My thoughts have evolved on where a voice request starts and what the natural reaction should be. For example, what time does a restaurant close? Oh, great, it’s open, and I can make it. But was that my real question? If it’s closed, where else could I go? Would I prefer to walk or drive? Will I need the menu? Does it meet my dietary needs? It’s not really a voice command I need but a conversation.
Even if voice offered the info you need conversationally, would it really scratch the bigger itch? Yes, I want directions, but can I see the map first? I can judge the neighborhood much better by looking than by hearing an address. What is on the menu? Can I view it because we all know that a 1 or even 2 min read out of the menu is not what we want. Sometimes when debating music choices, I ask to hear Jazz but do you have 5 possible playlists I might like? Present me my options on an interface near me or start playing if I don’t respond. If I put down my phone or tablet voice should reengage and continue to help me. Did you want me to book those reservations? Should I send a message to people as an invite?

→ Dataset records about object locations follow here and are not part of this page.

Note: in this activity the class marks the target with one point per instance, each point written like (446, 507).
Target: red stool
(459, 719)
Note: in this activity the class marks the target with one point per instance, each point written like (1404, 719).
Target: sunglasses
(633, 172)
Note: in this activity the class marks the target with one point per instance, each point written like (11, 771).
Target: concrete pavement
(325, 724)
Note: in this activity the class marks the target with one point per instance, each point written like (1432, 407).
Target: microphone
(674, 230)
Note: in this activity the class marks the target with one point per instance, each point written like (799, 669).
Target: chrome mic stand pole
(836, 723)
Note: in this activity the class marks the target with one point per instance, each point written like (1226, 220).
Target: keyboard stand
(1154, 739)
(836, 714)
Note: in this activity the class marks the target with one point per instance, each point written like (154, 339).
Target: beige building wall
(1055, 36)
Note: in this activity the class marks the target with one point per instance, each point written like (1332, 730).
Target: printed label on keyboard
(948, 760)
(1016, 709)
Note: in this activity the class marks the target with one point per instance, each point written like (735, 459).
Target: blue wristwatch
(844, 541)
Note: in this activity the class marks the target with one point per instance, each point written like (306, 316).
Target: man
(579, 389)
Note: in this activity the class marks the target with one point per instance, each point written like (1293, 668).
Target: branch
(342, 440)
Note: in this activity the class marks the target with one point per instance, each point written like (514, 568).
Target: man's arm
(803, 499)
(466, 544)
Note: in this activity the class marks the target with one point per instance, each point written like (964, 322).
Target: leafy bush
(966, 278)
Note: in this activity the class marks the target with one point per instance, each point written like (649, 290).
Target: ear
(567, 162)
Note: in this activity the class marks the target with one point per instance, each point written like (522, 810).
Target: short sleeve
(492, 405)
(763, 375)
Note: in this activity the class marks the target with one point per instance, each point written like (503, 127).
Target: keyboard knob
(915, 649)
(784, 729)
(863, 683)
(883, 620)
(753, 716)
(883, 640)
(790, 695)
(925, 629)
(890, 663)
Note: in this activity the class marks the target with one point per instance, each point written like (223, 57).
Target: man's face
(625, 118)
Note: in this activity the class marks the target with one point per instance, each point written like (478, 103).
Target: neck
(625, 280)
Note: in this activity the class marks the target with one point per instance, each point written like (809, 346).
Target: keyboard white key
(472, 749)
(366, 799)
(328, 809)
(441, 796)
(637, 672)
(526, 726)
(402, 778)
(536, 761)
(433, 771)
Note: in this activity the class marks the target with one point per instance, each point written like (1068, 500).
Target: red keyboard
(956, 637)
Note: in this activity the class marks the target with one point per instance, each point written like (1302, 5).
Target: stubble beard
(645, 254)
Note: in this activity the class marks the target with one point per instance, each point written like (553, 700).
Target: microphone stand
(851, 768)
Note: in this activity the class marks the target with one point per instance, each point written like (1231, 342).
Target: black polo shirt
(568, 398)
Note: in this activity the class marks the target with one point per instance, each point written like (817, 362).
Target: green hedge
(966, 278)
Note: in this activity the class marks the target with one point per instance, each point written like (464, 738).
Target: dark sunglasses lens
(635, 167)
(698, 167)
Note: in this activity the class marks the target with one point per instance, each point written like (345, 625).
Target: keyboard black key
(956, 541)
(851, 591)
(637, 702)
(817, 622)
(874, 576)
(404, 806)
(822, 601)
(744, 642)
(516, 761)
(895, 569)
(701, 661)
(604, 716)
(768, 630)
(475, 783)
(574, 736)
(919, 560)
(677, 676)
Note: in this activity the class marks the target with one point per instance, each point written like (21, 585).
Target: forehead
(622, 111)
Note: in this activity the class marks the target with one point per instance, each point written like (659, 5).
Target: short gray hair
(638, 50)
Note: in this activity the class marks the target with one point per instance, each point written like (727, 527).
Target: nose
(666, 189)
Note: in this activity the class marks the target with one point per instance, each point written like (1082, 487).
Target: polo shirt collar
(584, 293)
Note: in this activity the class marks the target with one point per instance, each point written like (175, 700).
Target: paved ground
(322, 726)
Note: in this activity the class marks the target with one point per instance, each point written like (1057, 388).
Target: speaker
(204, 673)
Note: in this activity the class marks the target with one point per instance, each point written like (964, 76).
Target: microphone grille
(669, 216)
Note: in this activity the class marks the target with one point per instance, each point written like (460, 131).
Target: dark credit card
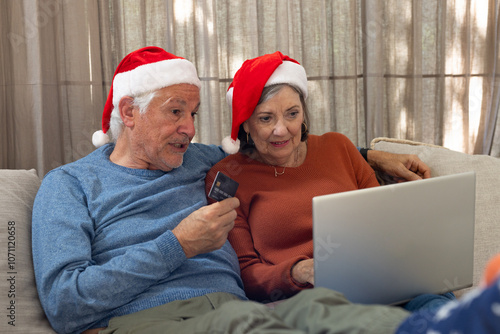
(223, 187)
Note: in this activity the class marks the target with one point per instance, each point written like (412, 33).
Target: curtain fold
(422, 70)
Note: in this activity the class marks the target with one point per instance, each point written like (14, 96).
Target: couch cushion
(18, 296)
(443, 161)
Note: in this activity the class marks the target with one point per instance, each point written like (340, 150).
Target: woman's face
(275, 127)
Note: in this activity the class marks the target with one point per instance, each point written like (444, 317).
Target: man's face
(161, 135)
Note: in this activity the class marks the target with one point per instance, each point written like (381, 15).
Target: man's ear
(126, 108)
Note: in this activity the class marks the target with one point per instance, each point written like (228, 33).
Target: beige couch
(19, 303)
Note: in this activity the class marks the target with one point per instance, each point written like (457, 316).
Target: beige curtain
(425, 70)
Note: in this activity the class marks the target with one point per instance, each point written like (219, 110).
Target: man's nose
(187, 126)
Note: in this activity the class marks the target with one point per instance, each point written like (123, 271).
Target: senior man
(124, 241)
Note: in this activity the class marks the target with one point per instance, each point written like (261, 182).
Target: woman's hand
(303, 271)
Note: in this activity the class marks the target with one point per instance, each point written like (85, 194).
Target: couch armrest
(20, 307)
(443, 161)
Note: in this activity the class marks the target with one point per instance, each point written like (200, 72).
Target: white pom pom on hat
(244, 92)
(141, 71)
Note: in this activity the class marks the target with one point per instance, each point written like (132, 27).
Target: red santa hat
(141, 71)
(244, 92)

Our next evolution in voice is understanding it is not perfect, and that is why we continue to read and write. It is why we take pictures and record videos or audio. The words muscle memory speak to the speed interactions can offer in the physical world that voice can’t replicate. Our future is the ability to connect all of these mediums in a way that truly feels connected and seamless, and I think we all may have missed this point. Give me what I want where I want it, and when I want it.
What we all want is not a way to reach the world around us but many ways. The future is multi-sensory and tuned to the best combination of equipment at your disposal. If I’m in my bedroom, it may be my voice and my tv. In the office, my laptop (my voice may disturb others around me). On a walk or run, voice and a watch or phone. In the car, well, the car.